Leader Aung Suu Kyi faces Rohingya genocide hearings at The Hague
Office of Myanmar's civilian leader Aung San Suu Kyi, a Nobel peace prize laureate, has said she will lead her country's defence personally.
The Hague: In a wood-panelled hall of the ornate Peace Palace at The Hague, lawyers pressing a case against Myanmar for alleged genocide against its Muslim Rohingya minority would next week ask judges to order immediate action to protect them from further violence.
Gambia, a tiny, mainly Muslim West African country, filed a lawsuit in November accusing Myanmar of genocide, the most serious international crime.
During three days of hearings starting December 10, it will ask the 16-member panel of UN judges at the International Court of Justice (ICJ) to impose "provisional measures" to protect the Rohingya before the case can be heard in full.
More than 730,000 Rohingya Muslims have fled Myanmar to neighbouring Bangladesh since a 2017 military crackdown, which UN investigators found in August to have been carried out with "genocidal intent". Myanmar vehemently denies allegations of genocide.
The office of Myanmar's civilian leader Aung San Suu Kyi, a Nobel peace prize laureate, has said she will lead her country's defence personally. Myanmar's legal team is expected to argue that genocide did not occur, that the top UN court lacks jurisdiction and that the case fails to meet a requirement that a dispute exists between Myanmar and Gambia.
Gambia's request for a provisional injunction is the legal equivalent of seeking a restraining order against a country.
"If the court feels there is sufficient threat and it needs to step in, it can ... order Myanmar to cease and desist in terms of military operations and violence so that civilians are protected," said Priya Pillai, an international lawyer with the Asia Justice Coalition, an NGO.
In an overcrowded refugee camp in Bangladesh, 22-year-old Mohammed Nowkhim said he and fellow Rohingya were "waiting and praying" for a good outcome in The Hague, although most will be unable to watch the hearings due to poor internet access.
Nowkhim said he escaped Buthidaung town, an urban centre of northern Rakhine state, with his neighbours in August 2017.
"Our remaining villagers decided that we can't stay any more. If we stay they will kill us. So we gathered in one place and started our journey to Bangladesh," he told Reuters.
"Our Rohingya communities are waiting for the resolution of ICJ. We hope that something will change after ICJ," he said.
High legal bar
A decision on provisional measures is expected within weeks. Hearings dealing with the core allegation of genocide could begin in 2020, but cases at the ICJ, the leading UN court for disputes between states, often take years.
The legal threshold for a finding of genocide is high.
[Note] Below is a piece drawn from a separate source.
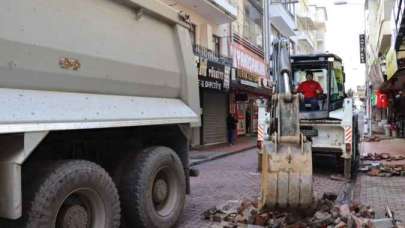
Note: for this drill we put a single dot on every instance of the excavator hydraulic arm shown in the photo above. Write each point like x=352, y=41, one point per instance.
x=286, y=169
Just three cases have been recognised under international law since World War Two: Cambodia in the late 1970s; Rwanda in 1994; and Srebrenica, Bosnia, in 1995.
"Proving genocide has been difficult because of the high bar set by its 'intent requirement' - that is showing the genocidal acts, say killings, were carried out with the specific intent to eliminate a people on the basis of their ethnicity," said Richard Dicker, head of the international justice programme at New York-based Human Rights Watch.
Buddhist majority Myanmar rejects accusations of genocide against the Muslim population, but the government declined to provide details about its defence case ahead of the hearings.
"Allegations are easy," Thaung Tun, a senior member of Suu Kyi's cabinet, said in a tweet on Dec.1.
"But in law genocidal intent has to be established beyond reasonable doubt. It shouldn't be confused with personal motive prompting actions of a perpetrator. There must be sufficient evidence to prove, beyond a reasonable doubt, a policy to destroy the group."
Myanmar has previously denied almost all allegations made by refugees against its troops, including of mass rape, killings and arson. It says the army was engaged in a legitimate counterterrorism operation against Rohingya militants.
The UN investigators concluded that sexual violence committed by Myanmar troops against Rohingya women and girls in 2017 indicated the military intended to destroy the mainly Muslim ethnic minority.
Myanmar's government failed to hold anyone accountable and was therefore responsible "under the Genocide Convention for its failure to investigate and punish acts of genocide", the investigators' report said.
Those findings, along with other court cases launched against Myanmar in recent weeks, could play an important role in the ICJ proceedings.
"It's difficult to overstate the importance of what is unfolding at the ICJ," Dicker, at Human Rights Watch, said. "The global significance lies in that this is the first time the Genocide Convention has been put to use in the way its framers intended."